There've been many such systems before and after the Adams Platform - I wrote about a few of them, and the Adams Platform, here.

The Adams Platform, however, put its inventor, one Adam Clark, on the Business Review Weekly Young Rich List for 2004 - but with the proviso that "a pack of angry investors is chasing him for answers". The only answer they got was the complete collapse of Media World Communications. And if the above message is to be believed, the "pack" of creditors coalesced into a "Committee", which suggests that they still haven't got their money back.

A John Anderson was indeed involved with Media World Communications back then, and I suppose my correspondent may be that same John Anderson. If this is the case, then it would appear that the last four years have taken something of a toll.
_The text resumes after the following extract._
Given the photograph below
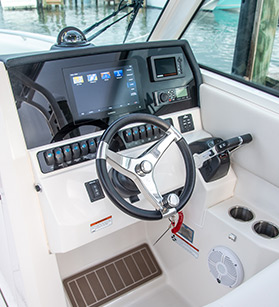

Never mind video compression - adamsplatform.com.au does indeed still exist, and today its only purpose is to provide the world with what my correspondent above most accurately describes as "a PDF of the form content and Behaviour of MATTER!!!!"

Your guess is as good as mine

I'm sure all of those exclamation marks are entirely justified, though I can't make head or tail of the bloomin' thing myself.

Perhaps you'll do better. Do please post a comment if you figure out how this stunning insight - ascribed by Mr Anderson to Adam Clark, who is I presume now working in an undisclosed offshore location - may be applied to the transmission of full-bandwidth video down a dial-up modem connection, or to the negation of gravity, or to teleportation, or indeed to anything at all.

The next post will be about Lego or something, I promise

I'm sorry about this Firepower Fest, but a Who Da Bitch Now? opportunity like this doesn't come along every day.

Remember, gentle reader, how Firepower got hundreds of thousands of dollars in grants from Austrade, the Australian Trade Commission?

(...and then hired as their new CEO one John Finnin, the Austrade guy who made the grants possible, among other even dodgier activities - and then fired him shortly afterward, when he was arrested as part of a child sex investigation, of all things...)

Well, now it turns out that the bright sparks at Austrade hired out consultants to Firepower at $190 an hour - one of whom also later joined the Firepower team... no, no conflicts of interest here, how dare you suggest such a thing!

But Austrade accidentally signed that consultancy deal with a Firepower "subsidiary" which didn't actually exist.

(This seems to be a common problem for Firepower-associated business entities. I noticed yesterday that Stephen Moss's "Global Fuel Technologies" does not seem to appear anywhere on the Australian Business Register.)

So now Austrade have joined the creditor chorus, as they try to get the $173,000 they're owed back from any part of Firepower that retains a shred of reality.

Mind you, the Austrade contract said that Firepower had lots of hugely lucrative deals in the pipeline, and also that Firepower's products had been "comprehensively tested by several world leading/independent testing institutes". Which they, of course, hadn't. So if you ask me, the whole contract was nothing but toilet paper from the moment it was printed and it serves Austrade right that they got completely screwed.

Since the money they were busy shovelling into Firepower's pockets came from the Australian taxpayer, though, I still think it'd be rather nice if they managed to screw some of it back out of Firepower.

Perhaps Firepower could sell that million-dollar Rolls-Royce which Stephen Moss so proudly insisted was absolutely 100% Firepower property?

Hey, the picture of Stephen and "his" Roller is back up on the front page of buyfirepowerpill.com!

Stephen Moss and 'his' Rolls-Royce.

I imagine that's a sight that really irritates the people who're trying to get what they're owed.